Они постояли у калитки, делая вид, что все еще продолжают свою веселую болтовню и потому не входят во двор, а когда извозчик скрылся за углом, Трофимов виновато проговорил:

— Нельзя мне, Иосиф Федорович, такие дела поручать. Какую ужасную ошибку я допустил! Не приди вы на помощь, не знаю, чем бы все это кончилось.

— Ошибки только вы один делаете? — спросил Дубровинский. — И часто?

— Не знаю, но сегодня я понял: наверно, только я один, — с искренним огорчением ответил Трофимов.

— Хвалить сегодня я вас не могу. Но и бранить тоже. Сколько товарищей наших в тюрьмах сидят, в ссылках томятся. А почему? Каждый из них сделал ошибку. Мы сегодня выпутались из беды, значит, ошибки не сделали. А урок получили хороший. Берите корзину и несите Резнову. Номер дома вы знаете. Долго стоять нам здесь на одном месте негоже.
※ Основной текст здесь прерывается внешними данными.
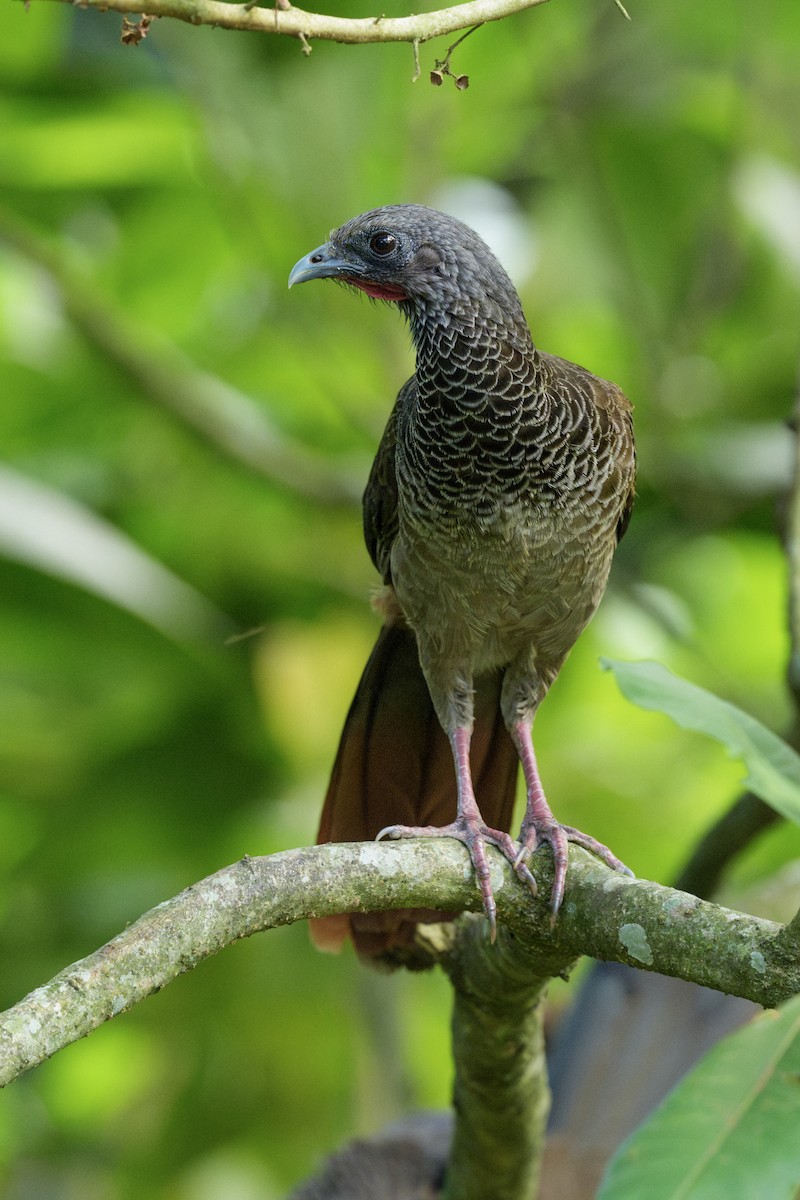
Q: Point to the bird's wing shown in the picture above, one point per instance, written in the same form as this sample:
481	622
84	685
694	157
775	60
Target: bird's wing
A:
380	493
608	437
На Саратовскую выйдем все врозь, редкой цепочкой, вы посередине. А потом мы с Анной подхватим лихача и — к себе. Только дайте еще немного денег взаймы.

Дома у них в полном отчаянии бегал Бобров с Верочкой на руках. Она проснулась вскоре после ухода родителей, то и дело пачкала пеленки, и, когда оставленный Боброву их запас почти весь иссяк, ему стало не по себе. Что делать, если Дубровинских схватила полиция? У ребенка животик болит, ему есть хочется…

Это было по-настоящему смешно. Но в то же время по-настоящему и грустно.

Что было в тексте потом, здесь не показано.